Friday, October 10, 2014

Concept of a Large Value, Non-Fiat, Digital Currency



So far in this blog I discussed digital currency as values stored in a personal electronic device (PED) denominated in local fiat currency. Conceptually the architecture depicts walking around money; it is cash for use for purchase of goods and services and not for investments such as a ship’s cargo or a factory or a business. In this post, I want to design a different type of digital currency, one that primarily transfers large values and denominated in a non-fiat currency although still issued by financial institutions (FI).

The purpose of creating non-fiat currency is to eliminate the perils of foreign exchange (although the currency will float in value against different world currencies). It does not need conversion to a fiat currency for deposit to an account. There are other advantages to such a currency, (call it the Wampum) such as it does not need to use a gross real time payment system to safely transfer it instantaneously because interception of the data by unauthorized recipients renders it worthless.
Both the payer and payee devices form the electronic signature and so another device receiving it automatically invalidates the signature. If an attacker knows both device values forming the signature a counterfeit Wampum is still worthless because the attacker will never know the other elements of the signature that only occur once for any given transaction and automatically form part of the encryption used during transfer. Finally insurance for each transfer will cost less than fees charged by operators of large value transfer systems. The insurance will be less because if an attacker does manage to counterfeit a Wampum transaction, no entity will accept it without first validating it with their insurance company, which will determine quickly that its history is suspect.

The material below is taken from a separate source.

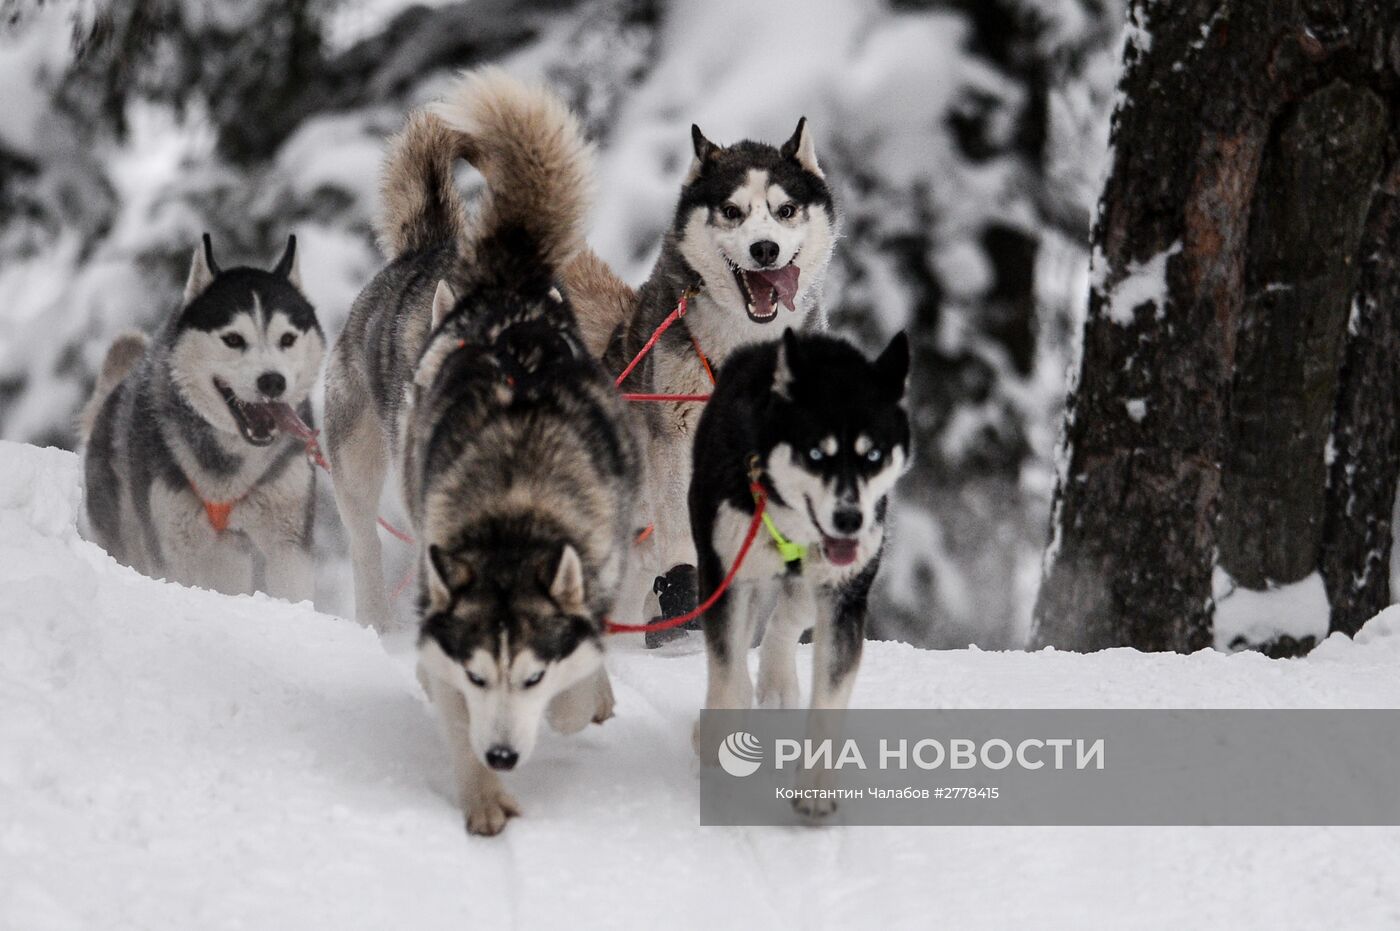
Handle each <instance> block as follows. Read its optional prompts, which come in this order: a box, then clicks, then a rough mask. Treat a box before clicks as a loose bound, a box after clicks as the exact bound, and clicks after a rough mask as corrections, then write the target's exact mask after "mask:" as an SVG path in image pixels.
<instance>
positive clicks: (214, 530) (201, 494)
mask: <svg viewBox="0 0 1400 931" xmlns="http://www.w3.org/2000/svg"><path fill="white" fill-rule="evenodd" d="M189 490H190V491H193V493H195V497H196V498H199V503H200V504H203V505H204V517H207V518H209V525H210V526H211V528H214V531H216V532H217V533H223V532H224V531H227V529H228V518H230V517H231V515H232V514H234V505H235V504H238V503H239V501H242V500H244V498H245V497H248V496H246V494H241V496H238V497H237V498H234V500H232V501H210V500H209V498H206V497H204V496H203V494H200V493H199V489H197V487H196V486H195V483H193V482H190V483H189Z"/></svg>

Wampum allows corporate treasuries to store large sums outside of banks within the confines of a tamper resistant storage device in the presence of more than 1 person at all times. Although no interest accrues on a Wampum stored outside a FI, conversion of Wampum to a fiat currency at any specific instant almost guarantees a successful bet. For example if a company buys 1 Wampum for $100,000 and at that instant a dollar was worth .8 Euros, .62 Pounds, and 108 Yen, and later the company wishes to convert the Wampum to a fiat currency, then conversion to any of those currencies worth more at that later time will constitute a winning bet.   In some cases conversions will create more profit than any interest payment.

So why have no banks tried this concept? Is there vulnerability or laws that make such a scheme unworkable? I encourage comments from knowledgeable readers so many may understand the impracticality of the Wampum.